Wishberry is the singular crowdfunding platform in India, launched in 2011, that specializes in creative causes of all kinds, including musical endeavours, documentaries and films and other artistic projects. The crowdfunding website has raised over 10 crore rupees since its inception, aiding artists, musicians and filmmakers around the country pursue their passion.
Impact Guru is a crowdfunding Indian platform that has raised the highest amount of funds in the country at a whopping 329 crore rupees. Incubated at Harvard Innovation Lab in 2014, this Indian crowdfunding website charges one of the lowest fees in the country. While Impact Guru has commendable experience aiding campaigners in fundraising for non-profit ventures and medical treatments for anyone who cannot afford it, the website supports all causes and projects, including creative endeavours. One of Impact Guru’s most attractive offerings is that the website has a tie-up with the UK crowdfunding platform Global Giving to offer US and UK donors tax benefits.
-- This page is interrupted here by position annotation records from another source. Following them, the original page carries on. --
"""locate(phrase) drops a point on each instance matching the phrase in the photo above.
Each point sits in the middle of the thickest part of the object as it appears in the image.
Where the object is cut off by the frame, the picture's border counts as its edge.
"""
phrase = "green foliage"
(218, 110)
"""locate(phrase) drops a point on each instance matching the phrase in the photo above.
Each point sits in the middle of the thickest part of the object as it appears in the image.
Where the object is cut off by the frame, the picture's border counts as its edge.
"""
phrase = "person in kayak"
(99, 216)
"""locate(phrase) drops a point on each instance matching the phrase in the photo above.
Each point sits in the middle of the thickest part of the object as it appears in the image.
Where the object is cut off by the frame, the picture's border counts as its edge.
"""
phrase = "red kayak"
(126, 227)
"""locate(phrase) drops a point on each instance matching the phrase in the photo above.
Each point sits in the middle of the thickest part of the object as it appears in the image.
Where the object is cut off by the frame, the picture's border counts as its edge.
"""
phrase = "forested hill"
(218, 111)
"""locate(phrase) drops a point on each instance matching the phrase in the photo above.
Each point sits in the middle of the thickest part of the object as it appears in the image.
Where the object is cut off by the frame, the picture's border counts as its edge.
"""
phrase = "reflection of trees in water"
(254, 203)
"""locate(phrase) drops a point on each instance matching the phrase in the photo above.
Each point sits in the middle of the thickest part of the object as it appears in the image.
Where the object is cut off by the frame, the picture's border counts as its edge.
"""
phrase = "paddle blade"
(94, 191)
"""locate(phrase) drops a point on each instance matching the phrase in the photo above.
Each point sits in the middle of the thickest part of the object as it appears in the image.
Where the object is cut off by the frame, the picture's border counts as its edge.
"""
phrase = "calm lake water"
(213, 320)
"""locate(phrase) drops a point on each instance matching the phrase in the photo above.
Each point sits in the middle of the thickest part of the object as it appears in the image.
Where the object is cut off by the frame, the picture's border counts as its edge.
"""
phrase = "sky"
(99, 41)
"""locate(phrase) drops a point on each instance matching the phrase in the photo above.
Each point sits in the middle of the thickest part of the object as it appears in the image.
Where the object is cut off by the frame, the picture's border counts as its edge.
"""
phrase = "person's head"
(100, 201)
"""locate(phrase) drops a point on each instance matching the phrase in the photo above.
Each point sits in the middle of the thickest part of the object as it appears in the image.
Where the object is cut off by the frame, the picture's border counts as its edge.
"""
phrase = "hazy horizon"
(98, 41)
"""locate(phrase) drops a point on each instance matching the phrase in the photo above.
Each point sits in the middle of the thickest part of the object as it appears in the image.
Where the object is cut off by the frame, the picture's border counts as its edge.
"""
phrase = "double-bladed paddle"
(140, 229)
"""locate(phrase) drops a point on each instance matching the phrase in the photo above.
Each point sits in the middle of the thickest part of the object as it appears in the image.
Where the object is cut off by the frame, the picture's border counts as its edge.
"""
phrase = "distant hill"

One can create a fundraiser in three simple steps after choosing a cause on the website and the platform provides space for the campaigner’s story, documents, images, videos and more. Impact Guru’s crowdfunding platform also allows a supporter, perhaps a friend or family member or anyone interested in the campaigner’s cause, to create a support fundraiser. The money these support fundraisers collect will be pooled with the main fundraiser collection. Impact Guru also lets a campaigner post updates as frequently as they see fit, to keep their donors in the know and share the progress of their project. Crowdfunding on this platform is fairly simple for first time campaigners as well – the support team behind the website is solid, and consists of compassionate, understanding individuals who have experience guiding campaigners through their fundraising journeys.
Fundraising on Impact Guru entails no pressure for campaigners. This is another attractive offering – fundraising with ease. The crowdfunding website does not follow the “all or nothing” policy that few other platforms do and lets you keep the funds you’ve managed to raise, despite your chosen goal amount. Though a deadline will have to be decided by the campaigners before the launch of the fundraiser, the process of stretching this deadline is a simple one, and so is the one for increasing the determined goal amount.
As for the question of the best crowdfunding Indian platform, it’s not one that can be answered, or should be. Crowdfunding is an innovation meant to encourage the act of giving by making it convenient, easy, affordable and transparent. The concept is meant to bring people together (as it visibly has); whether that’s donors and campaigners, rich and poor, privileged and underprivileged, and strives to bridge the gaps. There is no competition amongst crowdfunding platforms, but rather a singular focused goal – the progress of every community, betterment of every society and the happiness and uplift of every individual in need.